Blue Dogs Identifying Spending Cuts To Pay For Bush Tax Cuts For Wealthy

Blue Dogs Identifying Spending Cuts To Pay For Bush Tax Cuts For Wealthy

Hoping to find a middle ground in the debate raging over what to do about expiring Bush tax cuts, Blue Dog Democrats have escalated their pitch to leadership that rates for the wealthy should be kept in place and paid for by spending cuts elsewhere.

Two members of House Democratic leadership told the Huffington Post that the self-identified fiscally conservative faction of the caucus has been crafting a proposal to temporarily keep all taxes at current rates while not relinquishing the party's major talking point that such an extension would blow a hole in the deficit.

"People are very imprecise with the way they are talking about it and reporting it," Rep. Chris Van Hollen (D-Md) said in an interview last week. "The Blue Dogs have not proposed a permanent tax increase for the wealthy, just a temporary plan... At the most what they have proposed is a one or two-year extension and most of them are in favor of a permanent extension for the middle class."

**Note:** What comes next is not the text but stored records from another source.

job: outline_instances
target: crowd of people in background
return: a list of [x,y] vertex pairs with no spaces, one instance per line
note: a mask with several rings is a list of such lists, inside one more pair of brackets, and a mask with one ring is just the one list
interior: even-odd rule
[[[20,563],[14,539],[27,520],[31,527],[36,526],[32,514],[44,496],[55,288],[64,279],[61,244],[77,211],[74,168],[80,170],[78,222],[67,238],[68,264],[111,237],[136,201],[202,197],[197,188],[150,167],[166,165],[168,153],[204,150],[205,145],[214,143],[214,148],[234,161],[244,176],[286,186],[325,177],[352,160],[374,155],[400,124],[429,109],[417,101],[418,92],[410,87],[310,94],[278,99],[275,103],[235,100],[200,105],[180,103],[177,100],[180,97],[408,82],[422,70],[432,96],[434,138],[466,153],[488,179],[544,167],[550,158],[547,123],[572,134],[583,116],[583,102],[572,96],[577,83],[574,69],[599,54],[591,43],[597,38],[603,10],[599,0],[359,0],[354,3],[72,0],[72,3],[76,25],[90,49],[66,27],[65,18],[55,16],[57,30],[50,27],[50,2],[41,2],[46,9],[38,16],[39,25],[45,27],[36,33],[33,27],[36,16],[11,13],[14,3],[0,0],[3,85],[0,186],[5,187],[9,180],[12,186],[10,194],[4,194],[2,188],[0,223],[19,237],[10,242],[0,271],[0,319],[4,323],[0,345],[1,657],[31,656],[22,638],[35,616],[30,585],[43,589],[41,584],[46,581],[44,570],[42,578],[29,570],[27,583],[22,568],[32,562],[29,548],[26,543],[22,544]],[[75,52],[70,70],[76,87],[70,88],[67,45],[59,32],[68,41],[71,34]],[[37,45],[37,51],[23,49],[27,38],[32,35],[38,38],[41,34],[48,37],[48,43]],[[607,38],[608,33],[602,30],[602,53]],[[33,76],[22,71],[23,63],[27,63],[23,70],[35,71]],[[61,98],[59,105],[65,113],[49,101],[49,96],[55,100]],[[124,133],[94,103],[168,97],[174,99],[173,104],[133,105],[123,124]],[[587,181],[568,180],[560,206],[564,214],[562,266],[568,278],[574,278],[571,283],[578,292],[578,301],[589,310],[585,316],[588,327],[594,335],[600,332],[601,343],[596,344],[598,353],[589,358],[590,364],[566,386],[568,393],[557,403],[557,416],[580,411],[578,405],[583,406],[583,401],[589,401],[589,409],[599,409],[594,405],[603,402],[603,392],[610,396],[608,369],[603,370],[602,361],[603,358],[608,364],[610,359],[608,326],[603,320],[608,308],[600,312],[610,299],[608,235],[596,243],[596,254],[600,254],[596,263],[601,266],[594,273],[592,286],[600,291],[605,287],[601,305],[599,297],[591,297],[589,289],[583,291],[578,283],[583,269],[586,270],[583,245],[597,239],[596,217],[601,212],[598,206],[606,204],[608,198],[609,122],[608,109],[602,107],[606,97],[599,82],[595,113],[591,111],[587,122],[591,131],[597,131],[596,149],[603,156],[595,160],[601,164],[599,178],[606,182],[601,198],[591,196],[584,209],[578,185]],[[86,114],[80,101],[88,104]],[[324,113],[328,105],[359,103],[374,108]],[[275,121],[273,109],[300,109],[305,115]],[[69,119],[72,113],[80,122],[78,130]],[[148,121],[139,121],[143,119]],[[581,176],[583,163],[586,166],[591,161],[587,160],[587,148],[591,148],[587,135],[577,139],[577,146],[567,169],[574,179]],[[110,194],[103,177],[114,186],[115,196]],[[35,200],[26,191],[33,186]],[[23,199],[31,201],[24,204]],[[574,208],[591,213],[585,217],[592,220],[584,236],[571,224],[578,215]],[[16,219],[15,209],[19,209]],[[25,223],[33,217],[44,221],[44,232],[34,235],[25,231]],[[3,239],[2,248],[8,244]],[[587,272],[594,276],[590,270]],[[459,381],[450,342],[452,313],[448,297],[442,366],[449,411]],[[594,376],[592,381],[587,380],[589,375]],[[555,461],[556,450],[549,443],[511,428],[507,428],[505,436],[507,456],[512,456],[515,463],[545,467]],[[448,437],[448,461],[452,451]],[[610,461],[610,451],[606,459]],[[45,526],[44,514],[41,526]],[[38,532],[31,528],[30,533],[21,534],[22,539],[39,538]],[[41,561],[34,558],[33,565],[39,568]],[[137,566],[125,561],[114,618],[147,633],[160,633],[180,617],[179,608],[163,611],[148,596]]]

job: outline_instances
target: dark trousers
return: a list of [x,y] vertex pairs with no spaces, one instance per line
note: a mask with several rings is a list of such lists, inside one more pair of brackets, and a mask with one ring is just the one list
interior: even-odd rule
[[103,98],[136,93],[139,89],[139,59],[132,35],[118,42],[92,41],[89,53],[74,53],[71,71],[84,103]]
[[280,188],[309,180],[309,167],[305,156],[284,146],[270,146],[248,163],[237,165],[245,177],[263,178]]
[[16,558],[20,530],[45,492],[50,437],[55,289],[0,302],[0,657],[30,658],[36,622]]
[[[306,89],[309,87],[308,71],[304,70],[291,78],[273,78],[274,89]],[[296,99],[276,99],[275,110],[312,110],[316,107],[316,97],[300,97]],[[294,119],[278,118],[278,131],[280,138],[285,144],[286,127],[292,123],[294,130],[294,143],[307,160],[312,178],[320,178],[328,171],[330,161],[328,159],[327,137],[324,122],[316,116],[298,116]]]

"They are working to identify offsets in the event that they are doing a one- or two-year extension [for the wealthy], which is totally different from the Republican plan."

In an interview with the Huffington Post on Thursday, Rep. James Cyburn (D-S.C) the House Majority Whip, confirmed that Blue Dogs are working on a plan to identify specific cuts in government spending as a means of paying for a temporary extension for tax cuts for the wealthy.

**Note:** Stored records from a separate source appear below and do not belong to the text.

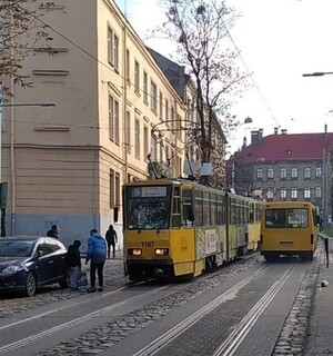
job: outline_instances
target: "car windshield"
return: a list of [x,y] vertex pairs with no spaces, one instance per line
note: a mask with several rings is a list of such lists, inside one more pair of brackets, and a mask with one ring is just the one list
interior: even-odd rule
[[28,257],[31,254],[34,241],[28,240],[1,240],[0,257]]

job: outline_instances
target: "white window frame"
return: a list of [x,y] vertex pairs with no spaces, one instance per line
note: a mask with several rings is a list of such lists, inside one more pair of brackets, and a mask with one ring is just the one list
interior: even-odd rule
[[119,145],[119,101],[109,95],[109,138]]
[[143,102],[148,103],[148,73],[143,70]]
[[138,117],[134,121],[134,152],[135,158],[140,159],[140,120]]
[[150,107],[158,112],[158,86],[150,80]]
[[274,169],[273,168],[268,169],[268,178],[274,178]]
[[286,168],[285,167],[280,168],[280,178],[281,179],[286,178]]
[[304,178],[311,178],[311,167],[304,168]]
[[286,188],[281,188],[280,189],[280,198],[281,199],[286,199]]
[[134,90],[138,93],[140,91],[140,63],[137,59],[134,61]]
[[297,188],[292,188],[292,199],[297,199]]
[[315,187],[315,197],[321,198],[322,197],[322,187]]
[[315,177],[317,177],[317,178],[322,177],[322,167],[315,168]]
[[297,168],[293,167],[293,168],[291,169],[291,175],[292,175],[292,178],[297,178],[297,177],[299,177]]
[[304,188],[304,198],[306,198],[306,199],[311,198],[311,188],[310,187]]
[[263,179],[263,169],[256,168],[256,179]]

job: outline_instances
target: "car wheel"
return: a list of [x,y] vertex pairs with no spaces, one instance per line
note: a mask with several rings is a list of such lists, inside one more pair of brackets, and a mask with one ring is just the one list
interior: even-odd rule
[[67,278],[61,279],[59,281],[59,286],[61,289],[68,288],[68,286],[69,286],[68,279]]
[[27,297],[33,297],[37,289],[37,279],[33,273],[29,273],[26,280],[24,295]]

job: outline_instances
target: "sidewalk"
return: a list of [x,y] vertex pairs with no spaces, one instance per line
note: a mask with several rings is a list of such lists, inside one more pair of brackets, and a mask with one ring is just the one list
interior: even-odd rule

"That is where the friction is in our caucus," said the South Carolina Democrat. "We have got people who say, 'OK we are for doing this, but let's pay for it.' We have other people saying, 'don't pay for it.' We have others saying, 'I can't be for tax cuts for the upper two percent beyond the $250,000 because it will be a $700 billion hole blown in the deficit.' So this is not just about granting tax cuts. This is about doing it in a responsible way."

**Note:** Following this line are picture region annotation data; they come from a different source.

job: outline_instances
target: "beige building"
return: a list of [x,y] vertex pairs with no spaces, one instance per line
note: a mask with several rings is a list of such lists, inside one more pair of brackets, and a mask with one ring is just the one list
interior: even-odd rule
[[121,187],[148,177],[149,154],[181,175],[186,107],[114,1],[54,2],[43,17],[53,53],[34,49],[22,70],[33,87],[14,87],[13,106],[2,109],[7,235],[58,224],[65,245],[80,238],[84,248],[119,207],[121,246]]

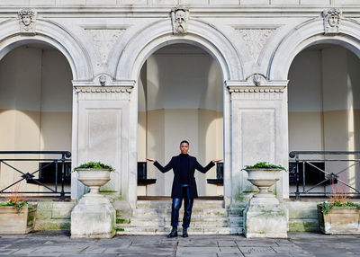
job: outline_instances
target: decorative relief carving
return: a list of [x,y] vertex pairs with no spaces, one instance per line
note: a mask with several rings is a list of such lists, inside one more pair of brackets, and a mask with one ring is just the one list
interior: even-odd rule
[[189,9],[176,7],[171,11],[174,35],[186,35],[189,22]]
[[104,85],[105,85],[105,84],[106,84],[106,75],[105,75],[104,74],[102,74],[102,75],[99,76],[99,82],[100,82],[100,84],[101,84],[102,86],[104,86]]
[[276,29],[236,29],[247,45],[248,50],[256,62],[267,40]]
[[324,34],[338,34],[340,28],[342,12],[339,9],[328,9],[322,12],[324,18]]
[[76,86],[78,100],[129,100],[132,87]]
[[229,86],[233,100],[282,100],[284,86],[245,87]]
[[110,52],[126,30],[86,29],[86,31],[94,41],[101,64],[106,65]]
[[35,35],[36,13],[32,10],[22,9],[18,12],[20,31],[23,34]]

Clyburn did not address how much support the Blue Dog proposal has within the caucus. But the fact that the party has punted the issue until after the November elections suggests that there are enough members skittish on letting the top tax cut rates expire so as to give Blue Dogs a serious opening to make their pitch. "That is what we are trying to decide whether or not we can do [this proposal]," said Clyburn.

Should the Blue Dog approach ultimately win out, it would resemble yet another indication of the group's disproportionate power within the caucus. As it stands, far more members of the Democratic Party favor allowing the Bush tax cuts for the wealthy to expire at the end of this year. But with united Republican support for a full extension of all tax cuts -- without offsets to pay for them -- the votes may not be there for such a plan.

A middle-ground proposal of a temporary extension, paid for by slashing spending elsewhere, would seem like a plausible political compromise. But it makes for highly debatable and dubious policy. Even progressive-minded economists argue that extending the Bush tax cuts for the wealthy without paying for them would be preferable from an stimulative standpoint.

"Not only is it socially offensive but it is economically illiterate," said Rob Shapiro, a prominent Democratic economist and former Clinton administration official. "If the point of extending the tax cuts for the wealthy is to not weaken demand in an already fragile economy, then you certainly wouldn't offset it with cuts which would weaken demand in that fragile economy more than withholding the tax cuts would.

"Republicans have argued that you shouldn't raise taxes during a weak economy. Well the fact is you shouldn't cut spending in a weak economy either. It would have a more powerful effect because the spending all goes out there, whereas a significant share of the tax cuts for the wealthy is saved and not spent."